Snook are around all year in South Florida, however my favorite time is between late Sept. and mid April, but not limited to, on occasion, any month of the year. The water is rich with oxygen in the Fall through Spring due to the aquatic plant growth, thus holding all kinds of baitfish, including brim, Mayan cichlids, tilapia and bass. Here, the formidable largemouth bass can be referred to as a baitfish!
Fishing Gear For Snook
Fly Fishing Gear
Level of difficulity on fly - intermediate to expert.
- 8 to 9 weight floating or clear floating lines. On some occasions a clear sink tip or Courtland clear floating line can be a better choice for wary fish than a traditional floating line.
Leaders for Snook
- I use a variation of the standard IGFA big game leader with 12 or 16 pound class tippet. Including the butt section, I generally tie these leaders from 8 to as long as 10 feet. In my opinion you can increase hookups by lengthening your shock tippet from the standard IGFA 12 inches to as long as 30 inches. The advantage here is less visibility between knots and also gives you ability to clip off a damaged fly or a couple inches of scuffed leader and re- tie without having to trash the entire leader.

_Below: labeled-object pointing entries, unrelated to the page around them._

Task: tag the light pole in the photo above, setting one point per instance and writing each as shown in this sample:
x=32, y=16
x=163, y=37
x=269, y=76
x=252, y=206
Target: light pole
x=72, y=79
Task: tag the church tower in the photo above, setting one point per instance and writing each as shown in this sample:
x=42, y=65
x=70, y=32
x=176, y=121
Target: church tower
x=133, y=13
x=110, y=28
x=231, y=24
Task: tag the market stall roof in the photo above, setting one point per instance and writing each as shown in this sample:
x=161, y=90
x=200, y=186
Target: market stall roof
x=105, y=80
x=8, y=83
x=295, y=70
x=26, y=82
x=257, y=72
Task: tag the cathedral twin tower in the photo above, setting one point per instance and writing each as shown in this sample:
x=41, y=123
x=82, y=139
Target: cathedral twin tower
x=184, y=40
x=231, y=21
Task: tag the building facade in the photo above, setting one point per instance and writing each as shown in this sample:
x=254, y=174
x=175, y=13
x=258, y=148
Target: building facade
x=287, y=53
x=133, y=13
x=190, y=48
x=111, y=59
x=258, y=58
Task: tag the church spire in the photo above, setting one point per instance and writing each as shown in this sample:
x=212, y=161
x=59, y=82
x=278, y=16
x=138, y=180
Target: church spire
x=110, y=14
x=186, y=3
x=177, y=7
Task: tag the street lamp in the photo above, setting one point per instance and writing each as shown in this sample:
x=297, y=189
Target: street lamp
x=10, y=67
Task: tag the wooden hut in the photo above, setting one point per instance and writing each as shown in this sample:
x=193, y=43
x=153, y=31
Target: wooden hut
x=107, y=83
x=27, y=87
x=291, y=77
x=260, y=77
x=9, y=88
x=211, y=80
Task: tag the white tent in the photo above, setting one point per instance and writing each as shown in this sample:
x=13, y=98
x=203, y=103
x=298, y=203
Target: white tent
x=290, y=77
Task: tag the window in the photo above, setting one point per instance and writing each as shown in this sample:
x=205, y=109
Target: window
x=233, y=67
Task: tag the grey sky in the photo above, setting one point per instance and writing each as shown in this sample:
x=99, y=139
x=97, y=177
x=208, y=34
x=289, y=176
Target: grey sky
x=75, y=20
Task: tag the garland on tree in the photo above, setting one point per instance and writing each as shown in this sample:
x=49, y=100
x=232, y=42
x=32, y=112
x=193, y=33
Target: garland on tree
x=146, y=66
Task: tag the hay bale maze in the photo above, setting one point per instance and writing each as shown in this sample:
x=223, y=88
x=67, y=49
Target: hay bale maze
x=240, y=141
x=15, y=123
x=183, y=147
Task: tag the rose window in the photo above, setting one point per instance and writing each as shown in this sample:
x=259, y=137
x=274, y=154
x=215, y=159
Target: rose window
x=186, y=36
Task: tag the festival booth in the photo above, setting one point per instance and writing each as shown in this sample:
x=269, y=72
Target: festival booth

- I use Seaguar fluorocarbon for a 5 to 6 foot butt section, I use the same for the 18" class tippet. I then use Seaguar fluorocarbon for the 30" shock tippet.
- Recommended fly patterns range from "Deceiver" type streamers, baitfish patterns, toads and poppers, tied on 1/0 hooks. Weed guards are sometimes necessary in areas with lots of trees and deadfall. If you are interested in bringing your own snook flies please call or email for more detailed info... I'll give you an idea on what type of flies, colors and hook sizes will work best.
Spin and Plug Fishing
Level of difficulity on spin and plug - novice to expert.
- Rod and Reel Ten to twelve pound test plug or spin will work great for snook. In my opinion, there is nothing more exciting than a topwater take by a snook... Zara Spooks, Jumping Minnows, and propeller plugs such as Torpedo's work great. Texas rigged plastic jerk and paddle tail baits such as Baa Assassin, Gulps and Zooms, bass tubes, jigs and worms are also part of the arsenal. Traditional bucktail jigs, shallow running plugs and spoons will work as well.
- I never was a big fan of braided line such as Power Pro until I used it just once for big snook on a gnarly mangrove shoreline. #4 braid used with 30 to 40 pound test Flouro leader, in my opinion is a great application for these types of strong and more abrasion resistant lines.